Hopefully, dear reader, the weather where you are is nicer than the weather where I am. Should that be the case, mayhap you are gearing up to patio-grill some foodstuffs for dinner this evening — delicious flank steaks or cheesy broccoli in foil packets or build-your-own kebabs.
Before doing so, however, please consider abandoning your fancy foodtsuffs and your weak-ass grill in favor of building yourself a new Baseball Monster Grill using the following schematic.

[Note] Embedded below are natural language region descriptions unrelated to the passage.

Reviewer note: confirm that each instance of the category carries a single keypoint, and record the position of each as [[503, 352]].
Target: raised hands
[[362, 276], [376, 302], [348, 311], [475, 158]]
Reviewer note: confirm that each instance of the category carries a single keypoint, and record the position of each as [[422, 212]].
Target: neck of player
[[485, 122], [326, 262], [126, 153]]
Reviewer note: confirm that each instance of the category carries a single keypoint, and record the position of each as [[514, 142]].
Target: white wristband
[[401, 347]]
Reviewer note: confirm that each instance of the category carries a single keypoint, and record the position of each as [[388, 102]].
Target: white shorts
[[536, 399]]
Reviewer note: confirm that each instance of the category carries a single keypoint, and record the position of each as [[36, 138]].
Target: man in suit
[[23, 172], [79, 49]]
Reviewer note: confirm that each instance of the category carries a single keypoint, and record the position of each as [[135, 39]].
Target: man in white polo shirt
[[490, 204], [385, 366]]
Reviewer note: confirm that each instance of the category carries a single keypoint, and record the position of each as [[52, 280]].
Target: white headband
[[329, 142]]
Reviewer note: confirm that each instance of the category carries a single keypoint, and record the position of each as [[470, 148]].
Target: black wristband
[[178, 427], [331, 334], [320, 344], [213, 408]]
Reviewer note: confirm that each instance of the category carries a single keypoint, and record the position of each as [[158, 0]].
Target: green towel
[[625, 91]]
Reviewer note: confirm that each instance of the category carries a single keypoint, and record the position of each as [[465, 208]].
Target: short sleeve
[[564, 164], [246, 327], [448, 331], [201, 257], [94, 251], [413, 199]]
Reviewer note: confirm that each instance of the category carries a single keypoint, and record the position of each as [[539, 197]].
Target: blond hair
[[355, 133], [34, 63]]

The grill is portable, so that you can easily wheel it around your cul-de-sac, frightening neighborhood child and suburban rodent alike (who would likely try to steal your grill-things as you cooked them!). Use the Grill to clear the area of such pests before proceeding with preparation of the food. The wheels and handles also facilitate travel by airplane or motorbus, or a quick, evasive maneuver into an alleyway (zero turn-radius).
You might be compelled to ask, upon viewing this schematic, “Why would a baseball have a bat in its mouth?” It does not. Instead, that is a fifth of whiskey, built to the scale of the baseball’s face, fueling it with the menace necessary to frighten the aforementioned children and rodents. The whiskey also fuels the brain-flames of the Baseball Monster Grill.
Also please notice in the schematic: the Drunken Baseball Monster Grill is meant to grill in-can Chef Boyardee products and loose potato chips ONLY. Attempting to grill anything else will result in annihilative mutiny on the part of the Grill Monster. Should you bring that fresh tuna steak from Whole Foods within five feet of it, it will turn on you the way you previously turned it on the pests of the neighborhood.
This has been Your Friday Grill.
As for your Friday Bill, please allow me to (re)introduce more horror into your lives, readers: Billy Koch, a talented relief pitcher, you’ll remember, had his career ended early (at age 29) by the mysterious Morgellons disease.
This has been a very-appetizing-indeed Friday Grill & Bill.